I learnt one helluva lot and I may be reporting on this for some days. Hats off to Hamptons for a brilliant bit of thought leadership in the housing field.
As a result of which, he said (quite rightly) that Regional Spatial Strategies have not been revoked and "will not be abolished until the Localism Bill receives royal ascent".
So you can still rely on RSSs outside London (London being a special case because of the retention of the GLA London Plan, of course). He urged his audience of housebuilders to progress schemes that rely on RSS housing requirements before abolition of RSSs because, he said, "the window is shutting quickly".
Well, every cloud has a silver lining: I guess we should welcome anything that contributes to the hard-pressed coffers of the local authorities and, moreover, potentially hastens the delivery of new homes when there is such a chronic shortage.

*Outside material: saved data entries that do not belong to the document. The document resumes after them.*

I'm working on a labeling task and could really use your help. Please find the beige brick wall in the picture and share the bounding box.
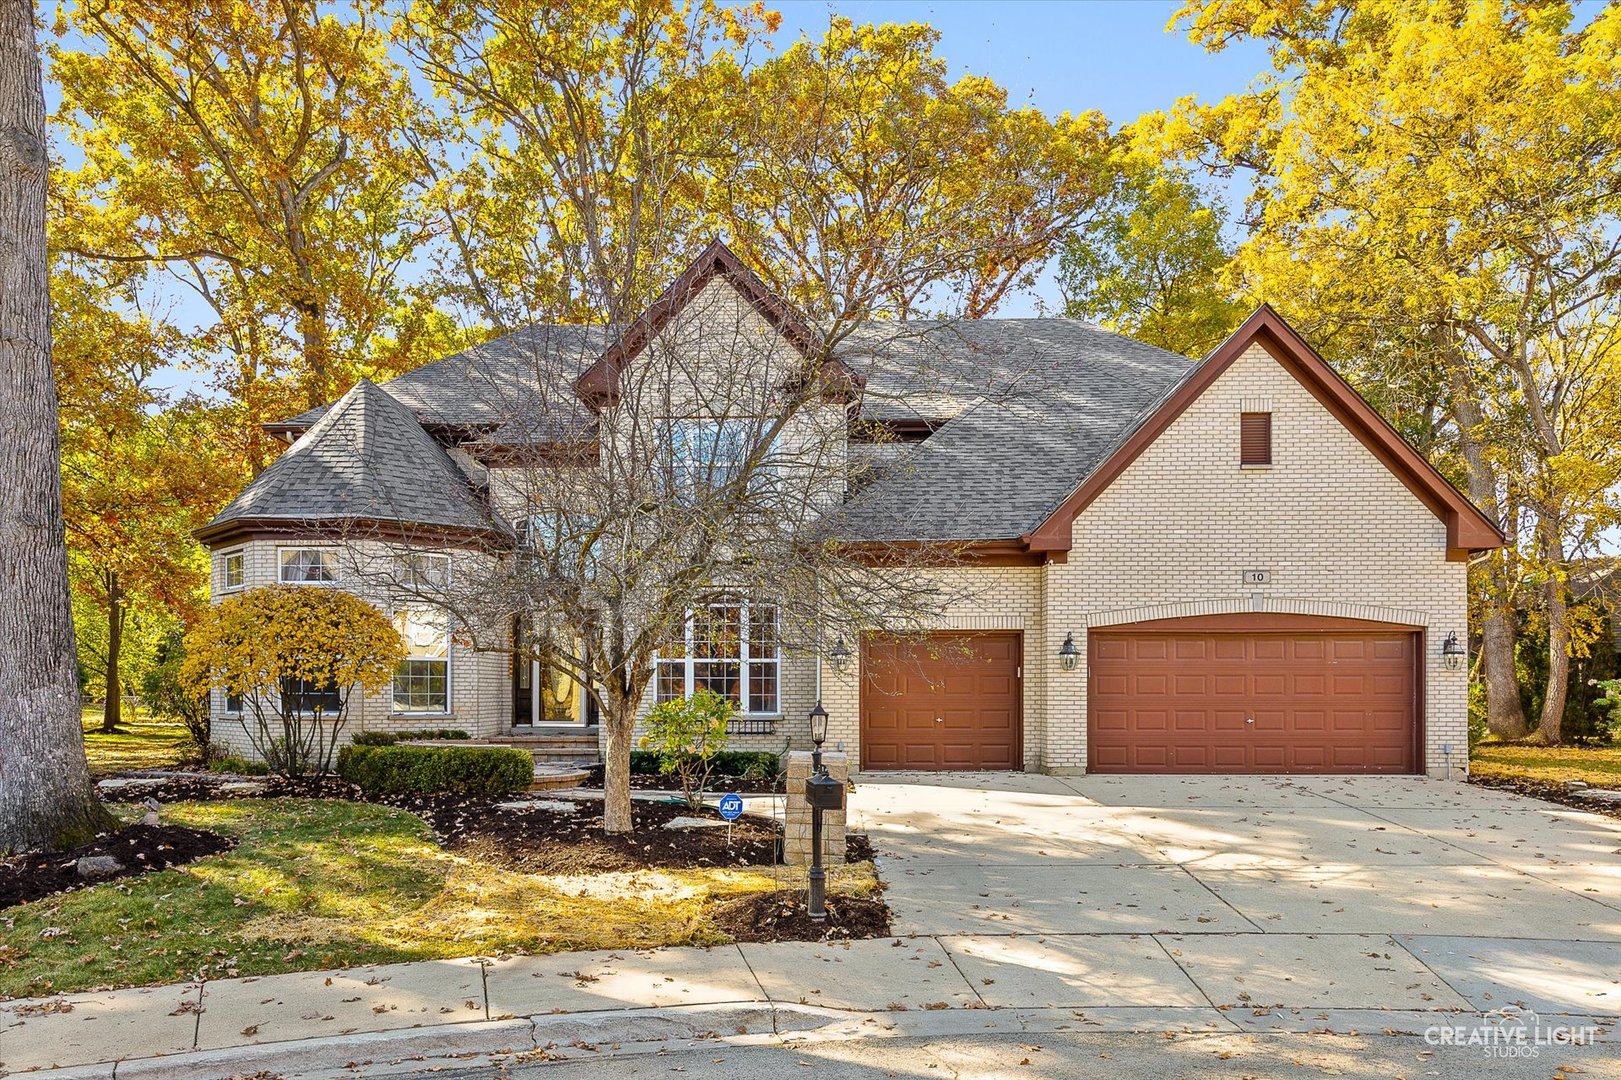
[205,539,511,763]
[1041,343,1468,777]
[818,565,1046,771]
[824,342,1468,780]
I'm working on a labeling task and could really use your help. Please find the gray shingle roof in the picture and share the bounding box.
[276,323,611,436]
[205,378,500,536]
[261,316,1197,545]
[832,320,1198,542]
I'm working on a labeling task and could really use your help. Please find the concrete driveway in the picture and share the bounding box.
[849,772,1621,1025]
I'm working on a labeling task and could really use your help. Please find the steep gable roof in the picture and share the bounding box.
[1018,305,1505,560]
[573,239,861,404]
[197,378,503,546]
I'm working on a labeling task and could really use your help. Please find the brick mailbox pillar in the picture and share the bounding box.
[785,750,848,866]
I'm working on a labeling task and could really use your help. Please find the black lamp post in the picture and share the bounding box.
[804,698,843,921]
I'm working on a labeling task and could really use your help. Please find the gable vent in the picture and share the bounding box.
[1240,412,1272,466]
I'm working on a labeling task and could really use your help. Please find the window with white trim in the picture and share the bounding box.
[655,601,779,715]
[279,548,339,584]
[222,550,245,591]
[223,690,242,715]
[396,552,451,590]
[393,607,450,713]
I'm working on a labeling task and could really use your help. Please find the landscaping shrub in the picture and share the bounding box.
[337,744,533,797]
[640,690,733,809]
[208,750,270,777]
[629,749,781,781]
[350,729,471,747]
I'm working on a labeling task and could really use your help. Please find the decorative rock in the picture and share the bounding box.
[219,782,269,796]
[1580,789,1621,803]
[141,811,160,826]
[142,797,162,811]
[662,816,727,830]
[495,798,580,813]
[1565,780,1591,791]
[96,778,162,791]
[76,855,124,879]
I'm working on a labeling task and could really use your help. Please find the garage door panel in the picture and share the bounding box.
[1089,625,1416,775]
[1170,639,1204,661]
[862,633,1022,771]
[1253,674,1287,696]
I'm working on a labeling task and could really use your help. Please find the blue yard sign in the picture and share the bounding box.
[717,793,744,821]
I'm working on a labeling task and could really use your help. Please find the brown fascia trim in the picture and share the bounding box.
[843,538,1067,567]
[467,441,600,468]
[1019,305,1506,563]
[193,516,512,553]
[572,239,864,407]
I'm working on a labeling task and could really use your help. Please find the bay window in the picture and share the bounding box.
[655,600,779,715]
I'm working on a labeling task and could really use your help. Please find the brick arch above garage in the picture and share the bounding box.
[1079,597,1434,631]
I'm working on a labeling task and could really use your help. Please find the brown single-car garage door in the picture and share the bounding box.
[861,632,1022,770]
[1088,615,1419,774]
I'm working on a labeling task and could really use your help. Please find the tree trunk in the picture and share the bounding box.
[0,0,115,853]
[1535,514,1570,744]
[1438,334,1528,739]
[102,568,123,733]
[600,691,635,835]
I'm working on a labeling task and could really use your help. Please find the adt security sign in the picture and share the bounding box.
[717,793,744,821]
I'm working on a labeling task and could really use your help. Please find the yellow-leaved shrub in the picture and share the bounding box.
[182,585,405,775]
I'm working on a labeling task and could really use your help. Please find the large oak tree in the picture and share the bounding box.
[0,0,112,853]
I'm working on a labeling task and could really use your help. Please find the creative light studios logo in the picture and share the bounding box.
[1425,1007,1602,1058]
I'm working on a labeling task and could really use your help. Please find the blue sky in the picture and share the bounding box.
[770,1,1267,132]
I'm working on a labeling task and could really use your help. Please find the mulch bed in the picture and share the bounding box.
[420,796,784,874]
[576,768,782,795]
[1470,774,1621,822]
[710,890,891,943]
[1,824,235,910]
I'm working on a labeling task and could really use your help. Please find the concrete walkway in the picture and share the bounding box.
[4,775,1620,1076]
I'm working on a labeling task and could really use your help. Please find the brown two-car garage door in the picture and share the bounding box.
[861,632,1022,770]
[1088,615,1420,774]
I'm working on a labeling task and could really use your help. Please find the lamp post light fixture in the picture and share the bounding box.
[1440,631,1465,671]
[1058,632,1079,672]
[827,636,853,675]
[803,698,843,922]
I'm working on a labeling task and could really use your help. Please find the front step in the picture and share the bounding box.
[531,764,593,791]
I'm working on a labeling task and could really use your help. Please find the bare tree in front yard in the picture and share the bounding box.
[0,0,115,853]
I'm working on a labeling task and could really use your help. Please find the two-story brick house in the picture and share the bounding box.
[197,241,1502,778]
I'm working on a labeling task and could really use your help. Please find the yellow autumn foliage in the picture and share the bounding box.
[181,584,403,704]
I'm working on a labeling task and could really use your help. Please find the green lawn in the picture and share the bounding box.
[80,707,195,775]
[0,799,878,999]
[1471,742,1621,787]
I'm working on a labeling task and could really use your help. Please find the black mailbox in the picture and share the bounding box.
[804,774,845,811]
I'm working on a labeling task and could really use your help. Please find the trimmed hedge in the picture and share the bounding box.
[629,749,780,779]
[337,743,533,797]
[350,728,471,747]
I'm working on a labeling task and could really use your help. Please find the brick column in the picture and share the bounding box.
[784,750,848,866]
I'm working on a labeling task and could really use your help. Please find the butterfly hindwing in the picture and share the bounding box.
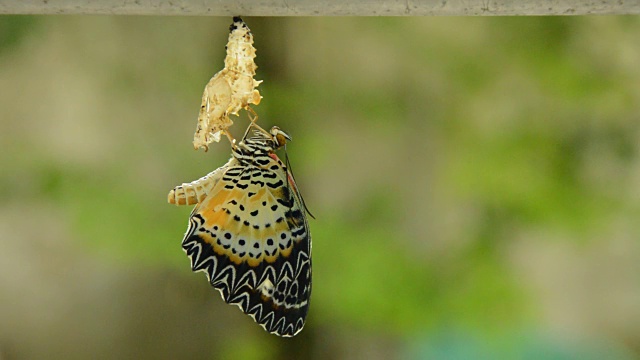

But embarrassment? Mr Pickles? I don't think so, somehow. The only people who really got worked up by the Cala Homes ruling was Cala Homes themselves, their advisers, the property press and all of us in the industry. You will recall we all ran around like headless chickens thinking we'd got 'em banged to rights. But the government barely seemed to notice.
As one particularly sagacious ex-senior civil servant said to me at the time of the ruling: "Always ask yourself - or better still, your lawyer - what 'winning' against the secretary of state really means. All he has to do is do it again, but in the right way. Any embarrassment is temporary." Call me cynical if you like, but this has the ring of truth for me.